Take a simpler case, we can do self-cross outside of foreach
{noformat}
a = load 'input' as (key, x);
b = cross a, a;
dump b;
{noformat}
but do it in a foreach will fail
{noformat}
a = load 'input' as (key, x);
a_group = group a by key;
b = foreach a_group { y = cross a, a; generate y; }
dump b;
{noformat}
although they fail with different error (Duplicate schema alias), but overall I
think it is important to figure out why we have this kind of restriction within
foreach ?
> Logical plan invalid state: duplicate uid in schema during self-join to get
> cross product
> -----------------------------------------------------------------------------------------
>
> Key: PIG-3292
> URL: https://issues.apache.org/jira/browse/PIG-3292
> Project: Pig
> Issue Type: Bug
> Components: parser
> Affects Versions: 0.10.0
> Environment: CDH 4.2
> Reporter: Sergey
> Labels: newbie
>
> Hi.
> Looks like PIG-3020
> but works in a different way.
> Our pig version is:
> Apache Pig version 0.10.0-cdh4.2.0 (rexported)
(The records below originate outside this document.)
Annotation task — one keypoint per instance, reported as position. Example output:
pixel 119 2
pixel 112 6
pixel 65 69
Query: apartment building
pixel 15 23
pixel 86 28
> compiled Feb 15 2013, 12:20:54
> Accoring to release note, PIG-3020 is included into CDH 4.2 dist
> http://archive.cloudera.com/cdh4/cdh/4/pig-0.10.0-cdh4.2.0.CHANGES.txt
> The problem:
> We want to do self join to get cross-product
> {code}
> a = load '/input' as (key, x);
> a_group = group a by key;
> b = foreach a_group {
> y = a.x;
> pair = cross a.x, y;
> generate flatten(pair);
> }
> dump b;
> {code}
> And an error:
> {code}
> ERROR org.apache.pig.tools.grunt.Grunt - ERROR 2270: Logical plan invalid
> state: duplicate uid in schema : 1-7::x#16:bytearray,y::x#16:bytearray
> {code}
> Here is workaround :)
> {code}
> a = load '/input' as (key, x:int);
> a_group = group a by key;
> b = foreach a_group {
> y = foreach a generate -(-x);
> pair = cross a.x, y;
> generate flatten(pair);
> }
> dump b;
> {code}
--
This message is automatically generated by JIRA.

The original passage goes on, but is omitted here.